In chronological terms, the ending begins with Laura reaching the stage and performing after Jacob has tried to block her and diminish her. She sings with force and presence, and the film lingers on her getting the moment he denied her. Jacob is then shown dead, and the blood onstage confirms that the conflict has ended through his killing. Laura's future, which had been threatened by cancer, heartbreak, and Jacob's betrayal, is no longer framed around him; instead, the ending leaves her with her own voice and agency restored.
The main character fates at the end are these: Laura survives and completes her arc onstage; Jacob dies; and the Monster's fate is left in a way that suggests he is tied to Laura's inner state rather than remaining an ordinary separate figure.
Is there a post-credit scene?
No. According to a post-credits guide for Your Monster (2024), there are no extras during the credits and no extra scene after the credits.
If you want, I can also describe the film's ending itself, since that's where the movie's final twist lands.
What is the monster in Laura’s closet, and is he real or just in her head?
The film's central mystery is whether Monster is a literal creature or a manifestation of Laura's inner life. By the end, the story strongly suggests he is Laura's inner "monster" made external, because he disappears from the stage and the film reveals he never truly existed as an independent being.
Why did Jacob break up with Laura, and what role did her cancer diagnosis play in it?
Jacob breaks up with Laura while she is recovering from cancer treatment/surgery, and the breakup is tied to her diagnosis and the strain it puts on their relationship. The film frames this as a painful betrayal, especially because they had been collaborating on a musical together.
What happens with the musical Laura helped Jacob write?
Laura discovers that Jacob is staging the musical they developed together, while she has been left out and replaced in the process. This becomes one of the story's most personal conflicts because it combines her lost relationship with the theft of her creative work.
Who is Mazie, and what is her relationship to Laura in the story?
Mazie is Laura's friend, and she helps move Laura to her childhood home in Manhattan after the breakup. The story positions Mazie as part of Laura's support system, especially as Laura tries to recover emotionally and rebuild her life.
What happens between Laura and Monster as their relationship develops?
Laura and Monster begin as uneasy roommates and bickering housemates, but their relationship gradually becomes affectionate and romantic. Monster also pushes Laura to be bolder and more assertive, helping her reclaim confidence as she faces Jacob and the musical world that shut her out.
Is this family friendly?
No -- Your Monster is not family-friendly. It is rated R for language, some sexual content, and brief bloody violence, and it also contains horror elements and themes that may be upsetting for children or sensitive viewers.

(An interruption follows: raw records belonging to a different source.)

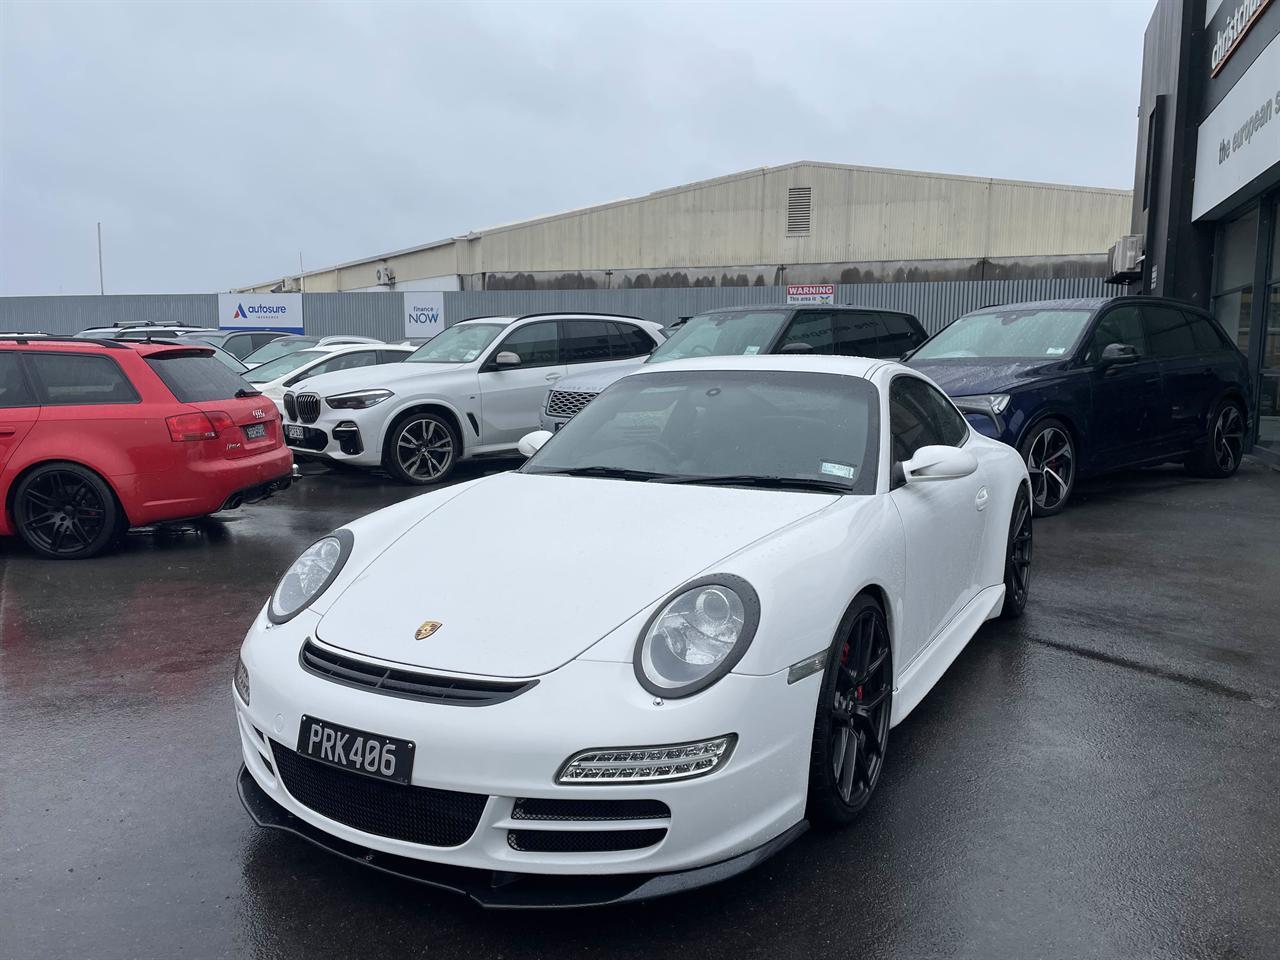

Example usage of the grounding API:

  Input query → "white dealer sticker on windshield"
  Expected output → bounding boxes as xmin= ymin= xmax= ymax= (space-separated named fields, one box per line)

xmin=821 ymin=461 xmax=856 ymax=480
xmin=743 ymin=345 xmax=761 ymax=355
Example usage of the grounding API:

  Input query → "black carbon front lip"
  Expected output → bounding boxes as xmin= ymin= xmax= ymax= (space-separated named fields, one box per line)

xmin=237 ymin=764 xmax=807 ymax=909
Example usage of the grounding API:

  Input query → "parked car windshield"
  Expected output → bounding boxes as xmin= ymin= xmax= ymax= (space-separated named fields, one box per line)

xmin=647 ymin=311 xmax=790 ymax=363
xmin=524 ymin=369 xmax=879 ymax=494
xmin=912 ymin=308 xmax=1093 ymax=360
xmin=407 ymin=323 xmax=505 ymax=363
xmin=245 ymin=349 xmax=327 ymax=383
xmin=243 ymin=337 xmax=318 ymax=366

Potentially objectionable or upsetting content includes: - Strong profanity and repeated use of the F-word. - Sexual content, including a lengthy sex scene and sexual activity shown while both people are clothed. - Brief bloody violence and some gore. - Horror imagery / monster-themed scares, which may be unsettling for younger kids. - Cancer and recovery-related themes, including emotional distress tied to surgery and illness, which may be sensitive for some viewers. - Breakdown / intense emotional themes, including depression, rejection, and anger.
For older teens, some reviewers describe it as more suitable than a typical hard-R horror film, but it is still not appropriate for young children.